Die Landschaft begann schließlich, sich zu ändern. Sie wurde zunehmend prächtiger. Die zurückgekehrte Loserin geriet ins Schwärmen und Anpriesen ihrer Heimat. Allerdings ließ sich nur ein kleiner Teil Rions von dem Protz und der Architektur beeindrucken. Eher erfüllt war er mit Abneigung, mit Missbilligung. Wie konnte es sein, dass die Leute hier so lebten und die anderen Distrikte derart verarmen ließen, gar ausbeuteten? Wie konnten sie darauf auch noch stolz sein, anstatt sich für ihren Lebensstil zu schämen?
Diese Einstellung verließ Rion den ganzen Abend nicht. Selbst als Gia und er in ihr Apartment gebracht werden, ließ er sich von seinem Hass das Herz wärmen und die Angst verdrängen. Er mied jegliche Form von Gespräch mit den Menschen aus dem Kapitol - Hörte ihren Worten zu, so karg wie nur möglich antwortend, während Gia sich sichtlich davon ablenken ließ, weniger wegen Hass, sondern eher aus Faszination für ihre Umgebung. Sie war jung und verängstigt, vielleicht tat ihr es da ja tatsächlich besser, sich im Staunen über diesen materiellen Reichtum zu verlieren, als in ihrer Sorge. Bei Rion zog das aber irgendwie nicht. Er dachte bloß daran, wie er die nächsten Wochen möglichst gut durchstehen konnte. Denn obgleich seine Chancen schlecht waren - Ein kleiner Teil von ihm konnte die Hoffnung nicht aufgeben, Nachhause zurückzukehren und seine Familie wiederzusehen. An diesem Abend ging er früh zu Bett. Er war so erschöpft von dem Tag, dass er das moderne Design seines Zimmers zwar wahrnahm, sich jedoch kaum dafür begeistern konnte.

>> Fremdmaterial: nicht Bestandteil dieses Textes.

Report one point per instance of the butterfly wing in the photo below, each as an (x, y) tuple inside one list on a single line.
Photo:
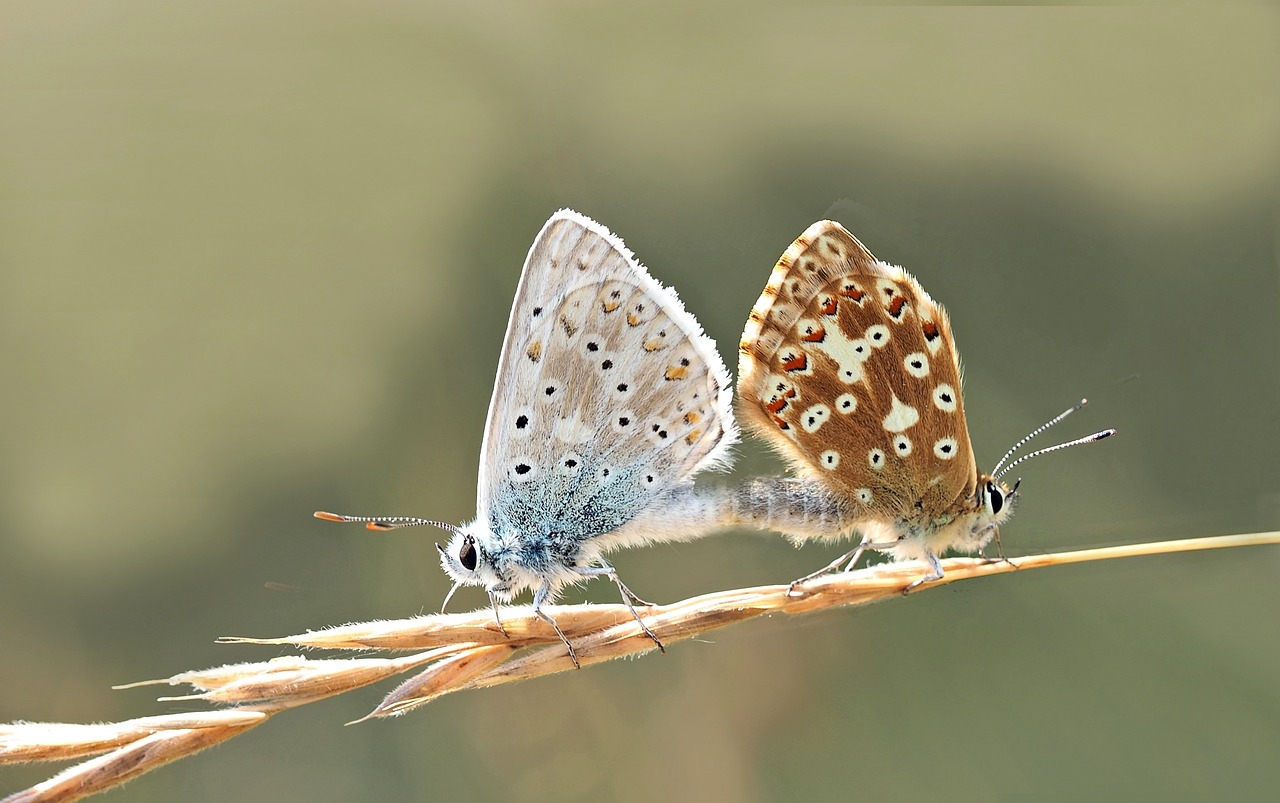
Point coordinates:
[(608, 392), (849, 369)]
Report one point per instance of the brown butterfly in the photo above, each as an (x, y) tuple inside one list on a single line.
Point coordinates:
[(850, 370)]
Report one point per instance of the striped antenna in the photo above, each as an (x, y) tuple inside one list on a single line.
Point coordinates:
[(996, 471), (387, 523), (1097, 436)]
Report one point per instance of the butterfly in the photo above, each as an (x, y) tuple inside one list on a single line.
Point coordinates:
[(608, 400), (850, 370)]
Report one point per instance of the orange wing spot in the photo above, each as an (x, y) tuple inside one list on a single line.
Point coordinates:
[(796, 364)]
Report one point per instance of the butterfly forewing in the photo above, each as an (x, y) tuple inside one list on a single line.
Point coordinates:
[(607, 392), (849, 369)]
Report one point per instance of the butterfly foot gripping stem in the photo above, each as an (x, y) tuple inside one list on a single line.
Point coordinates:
[(630, 598), (935, 574), (1000, 551), (544, 591), (848, 560)]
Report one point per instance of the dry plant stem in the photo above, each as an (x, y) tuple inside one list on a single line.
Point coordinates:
[(462, 651)]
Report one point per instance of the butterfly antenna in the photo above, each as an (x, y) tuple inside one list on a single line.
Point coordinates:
[(1097, 436), (388, 523), (996, 471)]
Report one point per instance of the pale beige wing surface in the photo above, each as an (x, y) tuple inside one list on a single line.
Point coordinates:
[(849, 369), (607, 389)]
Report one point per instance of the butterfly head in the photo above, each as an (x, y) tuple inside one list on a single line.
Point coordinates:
[(996, 501), (469, 562)]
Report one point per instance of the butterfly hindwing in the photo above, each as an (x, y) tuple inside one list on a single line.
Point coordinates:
[(849, 368), (607, 391)]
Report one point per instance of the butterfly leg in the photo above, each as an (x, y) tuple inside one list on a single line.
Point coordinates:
[(849, 560), (540, 596), (497, 616), (936, 574), (627, 597), (1000, 550)]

Am nächsten Tag würde die Begrüßung anstehen. Er wollte gar nicht daran denken, wie lächerlich sie auf diesen Streitwagen aussehen würden. In dieser Nacht träumte Rion davon, wie er durch leere, weite Felder lief. Über seinen Köpfen kreisten Geier. Als sich einer auf ihn herabstürzte, griff er nach einem Stein und schlug nach ihm - Da fiel ihm auf, wie eiganrtig seine Augen aussahen und er vernahm ein mechanisches Geräusch. Die Augen des Vogels waren nichts anderes, als Kameralinsen. Er duckte sich nach dem verwundeten Vogel, um sicherzugehen - Da stürzten die üblichen Geier auf ihn hinab. Kurz, bevor ihre Schnäbel damit beginnen konnten, auf ihn einzuhacken, schreckte Rion aus dem Schlaf - Schwitzend und keuchend. Und erst nachdem er aus dem Bett gestiegen und aus seinem Fenster geguckt hatte, wurde ihm wieder klar, wo er sich befand.